O inferno é aqui mesmo
O medo do inferno fazia parte dos meus horrores ao tempo de menino. Na igreja o padre alertava-nos sobre os perigos do pecado. Morrer em pecado significava a condenação para arder nas chamas do inferno por toda a eternidade. Devassidão, bebida e a prática do mal estavam entre os grandes pecados que poderíamos cometer. Para evitá-los muita fé, oração e determinação.
Por detrás disso tudo a enigmática figura do diabo. O decaído que se revoltara contra o Criador e fora desterrado para o inferno nada mais fazia que maquinar toda sorte de tentações contra as quais os pobres mortais pouco podiam fazer. Como resistir às tentações da carne durante a explosão hormonal imposta pela adolescência? Como tornar-se infenso às tentações do mundo?
Escapar a tudo isso figurava-se tarefa impossível. Nesse estranho jogo as melhores cartas estariam mesmo nas mãos do Capeta. Mas, havia uma curiosa solução. Muitas vezes ouvi que o problema maior seria morrer em pecado. Arrependimentos sinceros pouco antes da morte significariam a possibilidade de perdão e abririam o caminho para o céu. Essa hipótese, simplista é verdade, servia-nos como socorro, última chance antes de ser fuzilado no paredão. Era assim.
Não sei dizer como andam hoje em dia as recomendações religiosas em relação ao pecado. Entretanto, é crescente o número de adeptos a outras crenças que não a católica romana. Além do que muita gente tem vindo a público para dizer-se ateu.

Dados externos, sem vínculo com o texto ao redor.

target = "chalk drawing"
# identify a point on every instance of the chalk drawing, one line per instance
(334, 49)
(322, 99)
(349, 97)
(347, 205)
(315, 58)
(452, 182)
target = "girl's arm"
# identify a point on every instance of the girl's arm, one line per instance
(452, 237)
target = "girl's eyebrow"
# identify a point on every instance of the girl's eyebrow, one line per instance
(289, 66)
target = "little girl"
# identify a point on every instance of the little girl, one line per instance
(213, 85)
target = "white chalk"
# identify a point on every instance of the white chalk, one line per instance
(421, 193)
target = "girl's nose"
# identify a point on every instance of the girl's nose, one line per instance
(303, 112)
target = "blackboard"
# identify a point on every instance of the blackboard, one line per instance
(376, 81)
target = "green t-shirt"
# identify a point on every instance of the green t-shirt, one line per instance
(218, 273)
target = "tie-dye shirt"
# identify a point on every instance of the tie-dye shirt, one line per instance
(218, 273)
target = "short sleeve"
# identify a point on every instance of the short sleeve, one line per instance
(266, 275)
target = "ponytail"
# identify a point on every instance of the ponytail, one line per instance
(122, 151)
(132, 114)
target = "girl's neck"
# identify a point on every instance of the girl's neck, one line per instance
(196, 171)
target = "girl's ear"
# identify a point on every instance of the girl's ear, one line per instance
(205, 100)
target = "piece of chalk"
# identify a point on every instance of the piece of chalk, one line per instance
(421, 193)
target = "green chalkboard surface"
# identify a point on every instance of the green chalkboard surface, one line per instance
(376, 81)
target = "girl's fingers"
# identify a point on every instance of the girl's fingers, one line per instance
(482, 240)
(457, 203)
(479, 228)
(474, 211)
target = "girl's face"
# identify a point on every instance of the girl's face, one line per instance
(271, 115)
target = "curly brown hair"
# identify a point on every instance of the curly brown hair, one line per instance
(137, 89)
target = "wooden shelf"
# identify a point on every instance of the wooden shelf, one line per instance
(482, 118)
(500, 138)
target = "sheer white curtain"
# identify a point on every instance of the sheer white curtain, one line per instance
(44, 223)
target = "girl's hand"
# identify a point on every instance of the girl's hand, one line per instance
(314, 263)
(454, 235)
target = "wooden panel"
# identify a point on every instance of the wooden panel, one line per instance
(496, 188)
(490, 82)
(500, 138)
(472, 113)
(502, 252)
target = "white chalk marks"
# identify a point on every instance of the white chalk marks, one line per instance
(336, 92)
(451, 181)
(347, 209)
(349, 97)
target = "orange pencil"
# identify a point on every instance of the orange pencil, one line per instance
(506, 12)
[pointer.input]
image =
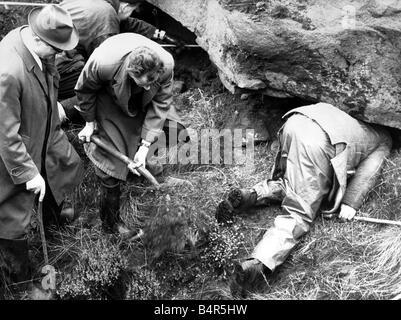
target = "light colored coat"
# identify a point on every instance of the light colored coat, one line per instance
(326, 158)
(24, 103)
(360, 148)
(104, 91)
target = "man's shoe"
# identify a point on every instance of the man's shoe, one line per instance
(224, 212)
(250, 276)
(242, 199)
(124, 232)
(67, 211)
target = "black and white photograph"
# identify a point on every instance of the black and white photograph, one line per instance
(203, 156)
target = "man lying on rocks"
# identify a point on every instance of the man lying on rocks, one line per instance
(327, 162)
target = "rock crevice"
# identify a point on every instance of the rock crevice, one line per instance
(346, 52)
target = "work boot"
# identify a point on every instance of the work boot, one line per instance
(110, 212)
(250, 276)
(15, 272)
(240, 200)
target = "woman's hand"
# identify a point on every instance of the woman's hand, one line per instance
(85, 134)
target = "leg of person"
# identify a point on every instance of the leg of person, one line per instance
(109, 210)
(306, 152)
(15, 215)
(241, 200)
(15, 271)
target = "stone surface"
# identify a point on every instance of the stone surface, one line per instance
(345, 52)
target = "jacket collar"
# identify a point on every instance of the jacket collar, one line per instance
(29, 60)
(122, 88)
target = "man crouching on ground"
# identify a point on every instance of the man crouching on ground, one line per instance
(125, 89)
(35, 155)
(320, 147)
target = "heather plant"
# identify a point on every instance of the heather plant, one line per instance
(98, 268)
(225, 245)
(144, 285)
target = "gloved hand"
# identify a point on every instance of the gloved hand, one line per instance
(85, 134)
(139, 159)
(346, 212)
(180, 44)
(61, 112)
(37, 185)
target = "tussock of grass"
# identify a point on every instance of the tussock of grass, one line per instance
(186, 255)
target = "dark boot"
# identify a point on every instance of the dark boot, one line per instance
(240, 200)
(110, 211)
(250, 276)
(15, 272)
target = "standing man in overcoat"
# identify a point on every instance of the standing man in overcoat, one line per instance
(327, 162)
(36, 158)
(125, 89)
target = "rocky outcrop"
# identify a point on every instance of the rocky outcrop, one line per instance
(344, 52)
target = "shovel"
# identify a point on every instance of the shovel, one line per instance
(143, 171)
(49, 280)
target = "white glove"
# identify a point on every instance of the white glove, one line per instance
(346, 212)
(61, 112)
(36, 185)
(139, 159)
(86, 133)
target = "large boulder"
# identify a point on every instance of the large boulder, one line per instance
(344, 52)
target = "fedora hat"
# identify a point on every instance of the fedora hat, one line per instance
(54, 25)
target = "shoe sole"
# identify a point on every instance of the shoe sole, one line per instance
(224, 212)
(235, 198)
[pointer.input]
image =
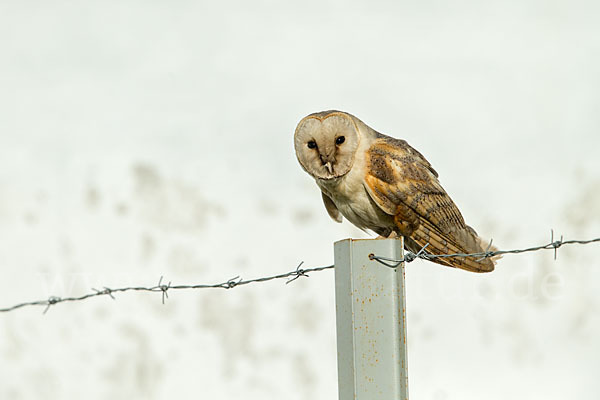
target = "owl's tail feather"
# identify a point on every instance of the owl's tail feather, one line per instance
(463, 241)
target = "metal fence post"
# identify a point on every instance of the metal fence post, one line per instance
(370, 321)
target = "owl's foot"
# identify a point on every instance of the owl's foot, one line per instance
(388, 235)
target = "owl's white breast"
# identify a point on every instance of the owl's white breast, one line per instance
(352, 200)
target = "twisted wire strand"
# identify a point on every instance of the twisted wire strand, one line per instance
(164, 288)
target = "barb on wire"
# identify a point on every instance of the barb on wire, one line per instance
(165, 288)
(410, 256)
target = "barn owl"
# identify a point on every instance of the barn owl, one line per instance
(382, 184)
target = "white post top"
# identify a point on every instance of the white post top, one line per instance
(370, 321)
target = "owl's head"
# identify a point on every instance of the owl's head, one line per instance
(326, 142)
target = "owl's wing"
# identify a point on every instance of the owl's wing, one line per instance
(403, 184)
(332, 210)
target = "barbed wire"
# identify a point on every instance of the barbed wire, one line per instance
(291, 276)
(409, 256)
(164, 288)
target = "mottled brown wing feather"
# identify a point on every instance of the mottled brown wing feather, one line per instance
(403, 184)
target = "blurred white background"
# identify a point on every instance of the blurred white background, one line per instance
(148, 138)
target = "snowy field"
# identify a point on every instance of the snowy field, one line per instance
(140, 139)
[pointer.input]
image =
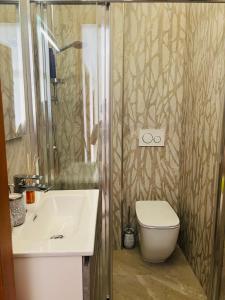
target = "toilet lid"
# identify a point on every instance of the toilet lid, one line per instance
(156, 214)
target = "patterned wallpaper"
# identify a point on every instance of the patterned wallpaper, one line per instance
(117, 99)
(154, 42)
(173, 78)
(203, 100)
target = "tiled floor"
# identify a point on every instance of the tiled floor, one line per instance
(134, 279)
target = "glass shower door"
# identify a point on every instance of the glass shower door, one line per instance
(71, 56)
(69, 41)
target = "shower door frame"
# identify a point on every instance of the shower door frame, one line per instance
(105, 164)
(29, 82)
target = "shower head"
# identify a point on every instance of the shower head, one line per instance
(75, 44)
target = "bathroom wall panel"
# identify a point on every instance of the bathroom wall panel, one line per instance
(16, 150)
(201, 123)
(117, 99)
(154, 41)
(173, 75)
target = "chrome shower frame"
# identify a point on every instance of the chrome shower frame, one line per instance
(31, 104)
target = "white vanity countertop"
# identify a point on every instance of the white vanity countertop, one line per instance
(60, 223)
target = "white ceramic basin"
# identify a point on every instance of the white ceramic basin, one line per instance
(69, 215)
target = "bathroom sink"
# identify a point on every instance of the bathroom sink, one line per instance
(60, 223)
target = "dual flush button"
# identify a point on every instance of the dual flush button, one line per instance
(151, 137)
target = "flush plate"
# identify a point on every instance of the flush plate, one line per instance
(152, 137)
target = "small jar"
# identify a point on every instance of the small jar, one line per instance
(30, 196)
(17, 208)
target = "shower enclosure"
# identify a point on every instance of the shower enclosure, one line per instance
(78, 57)
(71, 70)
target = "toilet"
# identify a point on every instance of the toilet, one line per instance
(158, 229)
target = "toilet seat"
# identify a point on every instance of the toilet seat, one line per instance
(156, 214)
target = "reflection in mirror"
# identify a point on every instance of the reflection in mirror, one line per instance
(11, 72)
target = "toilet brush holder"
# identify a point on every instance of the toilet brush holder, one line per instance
(129, 238)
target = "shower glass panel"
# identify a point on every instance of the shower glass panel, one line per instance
(68, 44)
(71, 63)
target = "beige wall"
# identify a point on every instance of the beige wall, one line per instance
(16, 149)
(204, 91)
(173, 79)
(154, 43)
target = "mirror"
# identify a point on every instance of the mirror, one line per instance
(11, 72)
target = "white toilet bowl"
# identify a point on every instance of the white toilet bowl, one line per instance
(158, 229)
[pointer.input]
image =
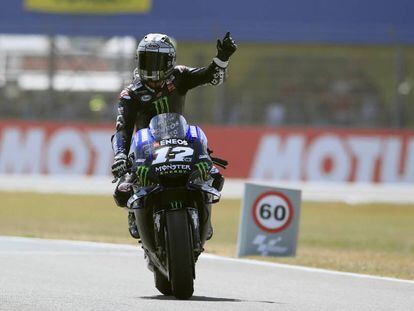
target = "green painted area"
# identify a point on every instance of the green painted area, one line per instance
(368, 238)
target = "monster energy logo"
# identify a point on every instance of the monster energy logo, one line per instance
(176, 204)
(161, 105)
(142, 173)
(203, 168)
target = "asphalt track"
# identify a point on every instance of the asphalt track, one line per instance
(46, 275)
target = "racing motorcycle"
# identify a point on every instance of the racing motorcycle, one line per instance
(176, 183)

Não é o caso de aqui se discutir a eterna questão da existência de vida após a morte. Exista ou não, há quem afirme que “o inferno é aqui mesmo”. Ou seja: “aqui se faz, aqui se paga”. Será?
Se observarmos o mundo atual fica difícil acreditar nisso. Não há como não reconhecer a maldade intrínseca ao ser humano. Diariamente recebemos notícias de ações ultrajantes com profundo desrespeito à vida. Um bando que invade uma casa e barbariza a família que nela reside, tantas vezes foge impune. Pagarão? Às vezes alguns com a própria vida durante a prática de outros crimes, alvejados pela polícia.
Mas, há o caso de gente que, vida afora, serve-se da arrogância, da perseguição, do embuste, enfim de maldades que afetam duramente a vida daqueles que com eles convivem. Superiores que tornam um inferno a vida de seus comandados. Então pergunta-se: para esses existe algum tipo de pagamento aqui mesmo, antes da morte?
Ficaríamos nisso durante muito tempo sem obter consenso ou definição. Mas, não deixa de ser estranho quando conhecemos alguém que não se esmerou em ser razoável, sociável e bom sujeito ao longo de sua vida. De repente, tudo vira, inexplicavelmente, para esse tipo de pessoa. Saúde abalada, sofrimento, problema familiares e por aí vai. Será que, pelo menos para esses, o inferno é aqui mesmo?
Minha tia sentenciava: “o inferno é aqui mesmo”. Pelas dificuldades por que passou deve ter morrido convencida disso.